O turbulento momento global abre uma gigantesca janela para produtos com valor agregado, como é o caso dos vinhos e espumantes gaúchos. Muitos países estão buscando diversificar suas fontes de importação para reduzir a dependência de grandes potências rivais. O Brasil, sendo um país neutro em muitos conflitos comerciais, pode se posicionar como uma opção viável. Em tempos de incerteza, os mercados de nicho de alta qualidade ganham destaque. Consumidores valorizam mais a origem, a autenticidade e a história dos produtos do que apenas o preço. Sempre lembrando que existe uma profunda diferença entre ter um nome de produto e ser uma marca.
A Serra Gaúcha, com destaque para Bento Gonçalves e Garibaldi, é considerada a 6ª melhor região do Novo Mundo (Américas, Oceania, África do Sul). Mesmo sabendo que, no Velho Mundo, temos no topo do ranking França, Espanha, Itália e Portugal, existe espaço para a qualidade dos vinhos e espumantes gaúchos. Não devemos nos contentar apenas com a conquista de prêmios internacionais e os rasgados elogios de críticos. É preciso conquistar as mesas dos melhores restaurantes do mundo, assim como estar presente nas gôndolas de supermercados de todo o planeta. Chegou a hora de dignificar, globalmente, o que produzimos aqui — como foi feito em Mendoza (Argentina).
A proposta de construir uma marca de “origem gaúcha” é extremamente estratégica, ainda que tardiamente oportuna. Apostar apenas em produção/produtos não é suficiente para conquistar a atenção do mercado. A preferência é impulsionada pelo binômio reputação + autoridade. Essa é a razão pela qual Alemanha, França e Itália estão permanentemente reforçando a percepção de valor das suas marcas de produtos — em várias categorias, especialmente automóveis. O Rio Grande do Sul tem dificuldade em acreditar que uma marca com conceito tem a capacidade de transformar produtos iguais em desiguais. São inúmeras — e urgentes — as vantagens competitivas de criar a marca de origem RS para nossos vinhos e espumantes.

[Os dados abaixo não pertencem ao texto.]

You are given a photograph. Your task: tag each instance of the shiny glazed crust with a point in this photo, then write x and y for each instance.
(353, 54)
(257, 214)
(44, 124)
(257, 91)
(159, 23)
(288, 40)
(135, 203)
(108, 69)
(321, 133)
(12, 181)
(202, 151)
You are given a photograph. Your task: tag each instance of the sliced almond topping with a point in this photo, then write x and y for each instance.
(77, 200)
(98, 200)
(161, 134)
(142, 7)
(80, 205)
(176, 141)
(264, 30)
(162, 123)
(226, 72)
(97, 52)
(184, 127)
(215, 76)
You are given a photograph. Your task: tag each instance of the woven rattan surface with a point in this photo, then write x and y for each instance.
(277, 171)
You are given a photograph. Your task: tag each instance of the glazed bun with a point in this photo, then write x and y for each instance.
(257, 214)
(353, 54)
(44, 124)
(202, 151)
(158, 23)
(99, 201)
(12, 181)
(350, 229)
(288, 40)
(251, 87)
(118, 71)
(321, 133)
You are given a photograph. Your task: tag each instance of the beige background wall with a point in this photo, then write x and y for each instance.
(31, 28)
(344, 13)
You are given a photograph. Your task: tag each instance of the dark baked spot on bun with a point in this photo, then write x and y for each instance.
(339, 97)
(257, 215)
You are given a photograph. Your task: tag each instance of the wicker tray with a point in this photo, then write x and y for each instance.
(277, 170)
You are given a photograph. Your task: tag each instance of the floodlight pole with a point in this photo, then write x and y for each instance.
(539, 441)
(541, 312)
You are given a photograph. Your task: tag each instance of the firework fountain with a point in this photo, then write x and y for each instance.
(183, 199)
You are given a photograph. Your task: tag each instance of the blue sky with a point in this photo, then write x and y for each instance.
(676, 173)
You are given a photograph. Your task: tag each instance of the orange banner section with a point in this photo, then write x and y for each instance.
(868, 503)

Os passos práticos para isso acontecer passam por:
consolidar uma denominação de origem, sustentada por uma estratégia focada na construção de reconhecimento e reputação;
estabelecer uma aliança entre produtores, governo estadual e entidades de promoção do Brasil no exterior;
firmar parcerias com veículos de comunicação nos diferentes países, para que reforcem, com o peso da opinião editorial, a qualidade do que é produzido no RS.
O sucesso em marketing é balizado por dois elementos centrais: estratégia e conceito — tendo como consequência uma maior assertividade na construção do posicionamento, da estética e do storytelling. Não podemos, por outro lado, abrir mão da recomendação de sommeliers, chefs e influenciadores digitais. Da mesma forma, é ponto de inflexão ter uma estratégia de distribuição efetiva que garanta a presença dos vinhos e espumantes gaúchos em pontos charmosos que atendam às classes A e B.
Tudo conta. Tudo é conceitualmente estratégico. O ponto de inflexão está na consciência do setor em buscar parceiros e profissionais competentes para desempatar esse jogo. Se tudo o que foi feito até agora não construiu a esperada “marca de origem”, está na hora de rever e identificar quem tem capacidade real para fazer diferente e contribuir para o salto rumo ao sucesso.